With the evolution of significantly more sophisticated molecular modeling tools and the use of high-throughput X-ray crystallography for a target alone or in complex with small molecules, rational drug design techniques have become an indispensable instrument for the development of target-based therapies.
Considering the relevance of the examples cited above, and the importance of these approaches, our research group is interested in finding some molecules capable of inhibiting the transcription factor called Yin-Yang 1 (YY1). This factor has been observed to be overexpressed in cancer patients, and its activation is significantly involved in chemotherapy resistance mechanisms. In pediatric patients with acute lymphoblastic leukemia (ALL) it was reported that YY1 is overexpressed.101 The in vitro inhibition in ALL cell lines showed that YY1 has an important implication in chemoresistance in these cells. Based on these findings, our research group was particularly interested in identifying some inhibitors of the activity of this transcription factor employing CADDD tools. The elucidation of the structure of the YY1 and site-binding domain provides a new framework to understand the functions of this transcription factor and leads to the development of rational drug design for the treatment of ALL. An overview of YY1 structure and activity, its actions in lymphoblastic leukemia and chemoresistance, and how structural information and high-throughput screening have been or can be used for drug discovery will be provided in the future.

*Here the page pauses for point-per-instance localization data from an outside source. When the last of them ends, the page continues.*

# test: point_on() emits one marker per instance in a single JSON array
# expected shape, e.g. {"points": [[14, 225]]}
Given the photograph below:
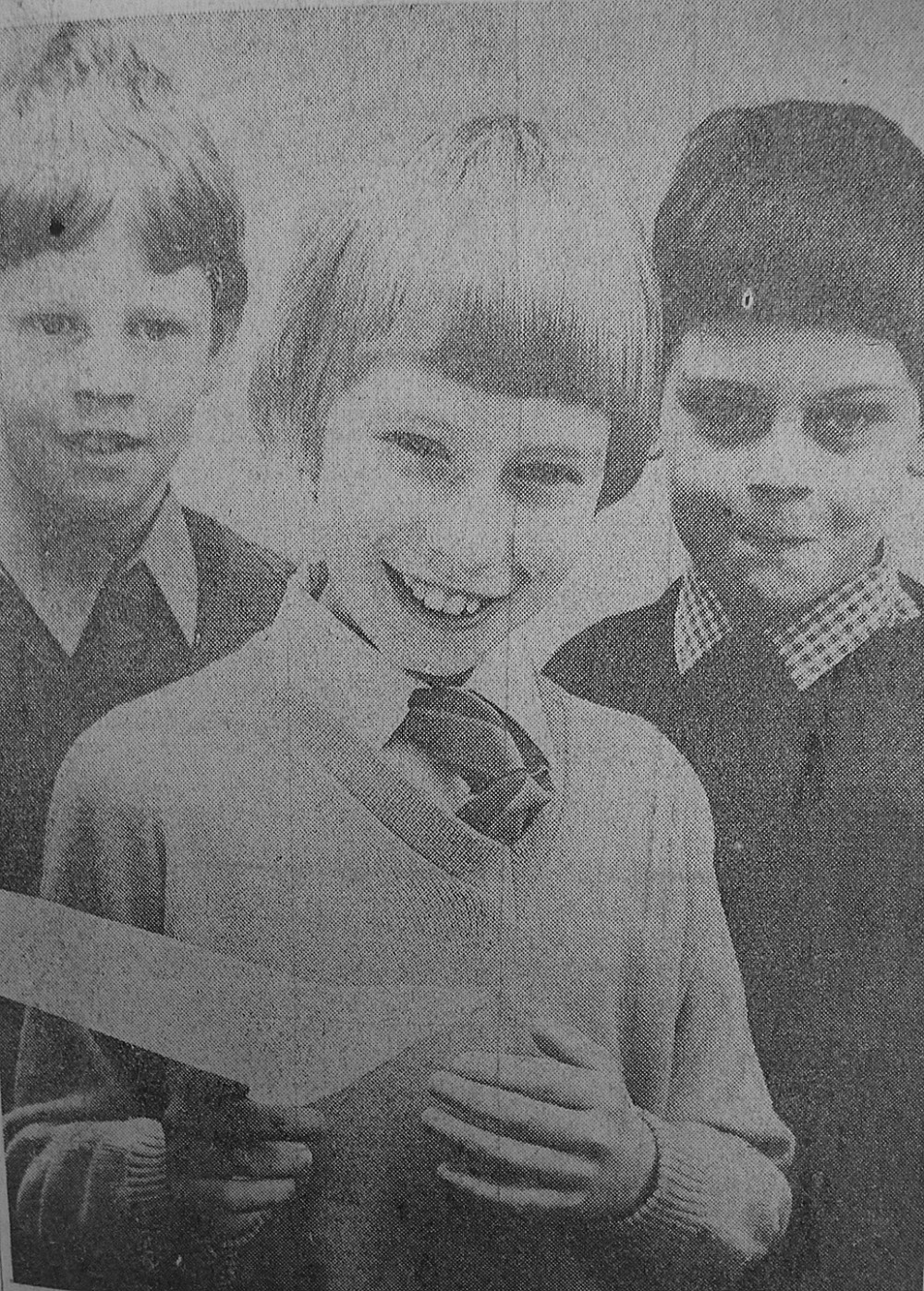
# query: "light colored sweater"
{"points": [[217, 813]]}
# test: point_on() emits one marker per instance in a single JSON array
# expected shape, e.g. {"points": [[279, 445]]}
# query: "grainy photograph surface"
{"points": [[461, 646]]}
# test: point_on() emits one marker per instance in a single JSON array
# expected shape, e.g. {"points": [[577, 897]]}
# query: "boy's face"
{"points": [[452, 516], [787, 449], [101, 366]]}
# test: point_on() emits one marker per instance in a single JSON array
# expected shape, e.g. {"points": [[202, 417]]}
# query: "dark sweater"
{"points": [[48, 698], [819, 803]]}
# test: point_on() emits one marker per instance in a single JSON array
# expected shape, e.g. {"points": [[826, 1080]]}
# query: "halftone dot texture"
{"points": [[816, 640]]}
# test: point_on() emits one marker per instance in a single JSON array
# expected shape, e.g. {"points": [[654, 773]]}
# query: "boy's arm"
{"points": [[721, 1199], [85, 1151]]}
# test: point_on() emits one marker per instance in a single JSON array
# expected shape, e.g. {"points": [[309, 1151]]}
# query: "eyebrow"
{"points": [[866, 390]]}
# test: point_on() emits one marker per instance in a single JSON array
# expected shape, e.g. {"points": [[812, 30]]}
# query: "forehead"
{"points": [[107, 265], [475, 420], [784, 358]]}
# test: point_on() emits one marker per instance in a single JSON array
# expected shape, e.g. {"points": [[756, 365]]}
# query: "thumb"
{"points": [[572, 1046]]}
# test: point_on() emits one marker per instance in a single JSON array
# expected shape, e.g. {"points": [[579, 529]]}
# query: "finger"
{"points": [[519, 1158], [569, 1044], [267, 1160], [539, 1200], [543, 1078], [283, 1160], [233, 1194], [249, 1122], [515, 1114], [239, 1226]]}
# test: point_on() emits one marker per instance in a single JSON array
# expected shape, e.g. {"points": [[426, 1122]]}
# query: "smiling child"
{"points": [[786, 663], [121, 288], [530, 1047]]}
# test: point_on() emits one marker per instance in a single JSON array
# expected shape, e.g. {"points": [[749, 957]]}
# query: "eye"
{"points": [[840, 430], [547, 474], [416, 445], [727, 416], [55, 324], [156, 329]]}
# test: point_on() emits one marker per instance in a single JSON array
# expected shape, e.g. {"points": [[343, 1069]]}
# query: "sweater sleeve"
{"points": [[85, 1154], [721, 1197]]}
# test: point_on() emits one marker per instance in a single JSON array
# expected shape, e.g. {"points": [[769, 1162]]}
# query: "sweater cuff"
{"points": [[712, 1189], [145, 1180]]}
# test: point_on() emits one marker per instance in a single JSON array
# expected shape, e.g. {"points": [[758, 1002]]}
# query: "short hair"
{"points": [[91, 120], [804, 212], [490, 256]]}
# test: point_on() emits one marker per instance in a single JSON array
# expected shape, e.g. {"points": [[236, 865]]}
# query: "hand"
{"points": [[231, 1162], [553, 1135]]}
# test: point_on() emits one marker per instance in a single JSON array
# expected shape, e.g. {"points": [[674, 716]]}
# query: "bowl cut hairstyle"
{"points": [[491, 256], [90, 122], [802, 212]]}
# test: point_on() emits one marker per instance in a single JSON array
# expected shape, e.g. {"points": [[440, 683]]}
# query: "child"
{"points": [[786, 664], [523, 1021], [121, 286]]}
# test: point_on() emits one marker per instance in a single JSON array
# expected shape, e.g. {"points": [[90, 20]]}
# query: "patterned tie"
{"points": [[132, 638], [506, 773]]}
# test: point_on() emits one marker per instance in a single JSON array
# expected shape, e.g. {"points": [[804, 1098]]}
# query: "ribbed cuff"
{"points": [[699, 1197], [145, 1179]]}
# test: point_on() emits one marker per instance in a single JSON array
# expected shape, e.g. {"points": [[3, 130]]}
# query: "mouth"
{"points": [[452, 605], [763, 542], [97, 443]]}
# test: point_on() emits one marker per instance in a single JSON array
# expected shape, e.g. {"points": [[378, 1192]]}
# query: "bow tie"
{"points": [[505, 771]]}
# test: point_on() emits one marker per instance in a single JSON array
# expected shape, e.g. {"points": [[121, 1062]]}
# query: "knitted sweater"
{"points": [[212, 811], [48, 698], [819, 803]]}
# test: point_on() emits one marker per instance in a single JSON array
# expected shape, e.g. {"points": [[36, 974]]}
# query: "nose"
{"points": [[104, 376], [471, 527], [781, 462]]}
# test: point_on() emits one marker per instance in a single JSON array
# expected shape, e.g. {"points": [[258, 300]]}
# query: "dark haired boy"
{"points": [[786, 664], [121, 286]]}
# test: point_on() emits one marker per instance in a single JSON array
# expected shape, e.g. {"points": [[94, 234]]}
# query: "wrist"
{"points": [[638, 1173]]}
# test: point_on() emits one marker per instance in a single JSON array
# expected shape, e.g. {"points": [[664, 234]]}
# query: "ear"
{"points": [[215, 366]]}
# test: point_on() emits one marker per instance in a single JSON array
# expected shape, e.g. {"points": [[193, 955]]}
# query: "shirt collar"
{"points": [[814, 642], [350, 676], [65, 594]]}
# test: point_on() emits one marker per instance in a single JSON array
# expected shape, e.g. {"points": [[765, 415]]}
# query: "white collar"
{"points": [[351, 678]]}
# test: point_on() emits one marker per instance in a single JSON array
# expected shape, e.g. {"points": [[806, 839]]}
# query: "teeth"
{"points": [[440, 601]]}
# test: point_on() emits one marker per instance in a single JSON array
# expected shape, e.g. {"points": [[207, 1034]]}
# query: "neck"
{"points": [[75, 546]]}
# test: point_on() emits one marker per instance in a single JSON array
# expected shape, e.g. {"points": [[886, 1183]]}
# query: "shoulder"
{"points": [[620, 761], [177, 735], [237, 579], [607, 660], [913, 589]]}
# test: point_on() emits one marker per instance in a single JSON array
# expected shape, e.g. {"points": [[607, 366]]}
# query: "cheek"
{"points": [[547, 543]]}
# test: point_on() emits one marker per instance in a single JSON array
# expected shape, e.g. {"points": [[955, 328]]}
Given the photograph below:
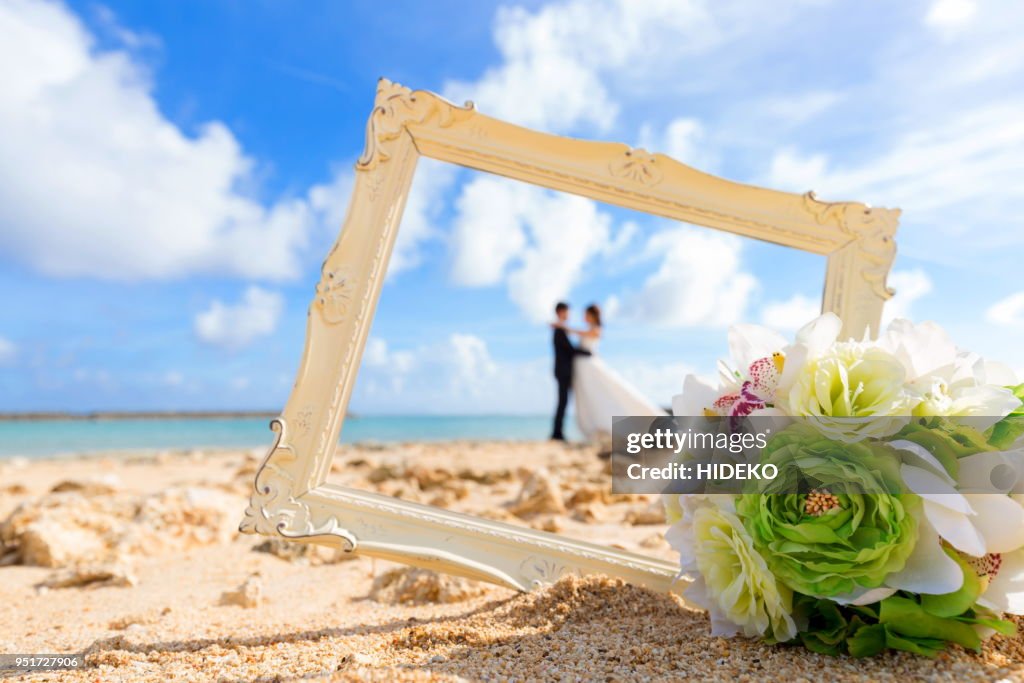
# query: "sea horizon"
{"points": [[143, 432]]}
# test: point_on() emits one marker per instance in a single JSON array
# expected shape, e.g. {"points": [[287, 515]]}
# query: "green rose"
{"points": [[847, 528]]}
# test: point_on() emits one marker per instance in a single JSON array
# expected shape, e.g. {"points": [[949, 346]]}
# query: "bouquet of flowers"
{"points": [[904, 527]]}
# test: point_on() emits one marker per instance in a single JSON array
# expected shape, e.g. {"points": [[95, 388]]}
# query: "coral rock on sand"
{"points": [[249, 594], [92, 577], [70, 527], [412, 586], [540, 494], [303, 553], [95, 485], [651, 515]]}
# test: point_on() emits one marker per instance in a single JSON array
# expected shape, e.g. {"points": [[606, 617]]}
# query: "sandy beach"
{"points": [[135, 561]]}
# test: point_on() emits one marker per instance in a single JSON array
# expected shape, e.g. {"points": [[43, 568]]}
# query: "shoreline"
{"points": [[142, 454], [134, 415]]}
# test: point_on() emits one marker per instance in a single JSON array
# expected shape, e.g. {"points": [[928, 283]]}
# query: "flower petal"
{"points": [[932, 487], [696, 395], [916, 455], [929, 569], [751, 342], [863, 596], [955, 527], [1006, 591], [991, 472]]}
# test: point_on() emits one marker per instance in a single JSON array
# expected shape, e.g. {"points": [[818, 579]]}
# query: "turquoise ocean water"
{"points": [[55, 437]]}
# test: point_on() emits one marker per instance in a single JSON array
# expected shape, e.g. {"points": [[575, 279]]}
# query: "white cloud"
{"points": [[684, 139], [455, 375], [98, 182], [699, 282], [556, 61], [232, 327], [948, 14], [173, 378], [791, 314], [423, 208], [459, 375], [1008, 312], [909, 286], [536, 241], [658, 382], [8, 351]]}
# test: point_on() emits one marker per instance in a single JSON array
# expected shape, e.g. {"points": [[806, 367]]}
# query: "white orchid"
{"points": [[977, 515], [950, 382], [748, 386]]}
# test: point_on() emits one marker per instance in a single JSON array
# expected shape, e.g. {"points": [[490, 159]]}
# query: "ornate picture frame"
{"points": [[292, 498]]}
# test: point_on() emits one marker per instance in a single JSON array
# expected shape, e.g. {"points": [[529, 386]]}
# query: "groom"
{"points": [[564, 351]]}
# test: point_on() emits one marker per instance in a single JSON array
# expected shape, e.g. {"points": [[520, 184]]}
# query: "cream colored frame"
{"points": [[292, 498]]}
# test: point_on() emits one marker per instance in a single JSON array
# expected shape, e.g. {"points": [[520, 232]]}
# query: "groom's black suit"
{"points": [[564, 352]]}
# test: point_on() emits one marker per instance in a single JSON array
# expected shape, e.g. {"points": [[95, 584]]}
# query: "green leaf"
{"points": [[957, 602], [1009, 429], [905, 617], [868, 641], [1000, 626], [928, 647]]}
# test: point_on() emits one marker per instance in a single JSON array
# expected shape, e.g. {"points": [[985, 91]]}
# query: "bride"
{"points": [[600, 392]]}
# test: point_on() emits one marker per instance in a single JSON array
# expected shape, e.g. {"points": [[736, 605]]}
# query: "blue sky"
{"points": [[175, 171]]}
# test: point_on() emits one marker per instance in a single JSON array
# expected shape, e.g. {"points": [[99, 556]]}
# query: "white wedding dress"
{"points": [[602, 394]]}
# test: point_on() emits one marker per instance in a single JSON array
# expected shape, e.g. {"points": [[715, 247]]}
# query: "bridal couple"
{"points": [[600, 392]]}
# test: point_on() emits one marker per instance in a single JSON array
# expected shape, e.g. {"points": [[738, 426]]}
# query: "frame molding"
{"points": [[291, 498]]}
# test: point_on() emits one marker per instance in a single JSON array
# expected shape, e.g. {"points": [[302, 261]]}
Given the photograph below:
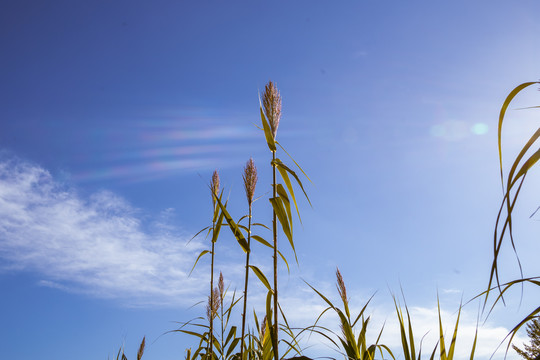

The process of novel drug discovery and development is recognized to be very expensive and time-consuming. However, thanks to recent advances in the development of physical and chemical models to simulate biomolecular processes, together with the production of increasingly powerful computational resources, discovering and designing new drugs as anticancer drugs is an affordable task for many research institutions and laboratories today. With the required computational hardware and software, and the expertise in biochemistry, biophysics, and biology, many projects that previously demanded a significant investment in time and money can be done today by a small group of researchers in their workstations. Moreover, challenging projects not even conceivable two decades ago can be today tackled with the access to a supercomputer. By using CADDD approaches, researchers are not only accelerating their steps and projects. Implementing molecular simulations in biomolecular research projects has increased our knowledge in fields such as structural and chemical biology at the point where these tools are considered as other useful facilities in the laboratory. The optimization of these techniques and methods occurs this way naturally in its theoretical feedback signaling system. Computational models generate useful predictions to be checked with experimental results, and biologists and physicians demand approaches that are more accurate to computational scientists.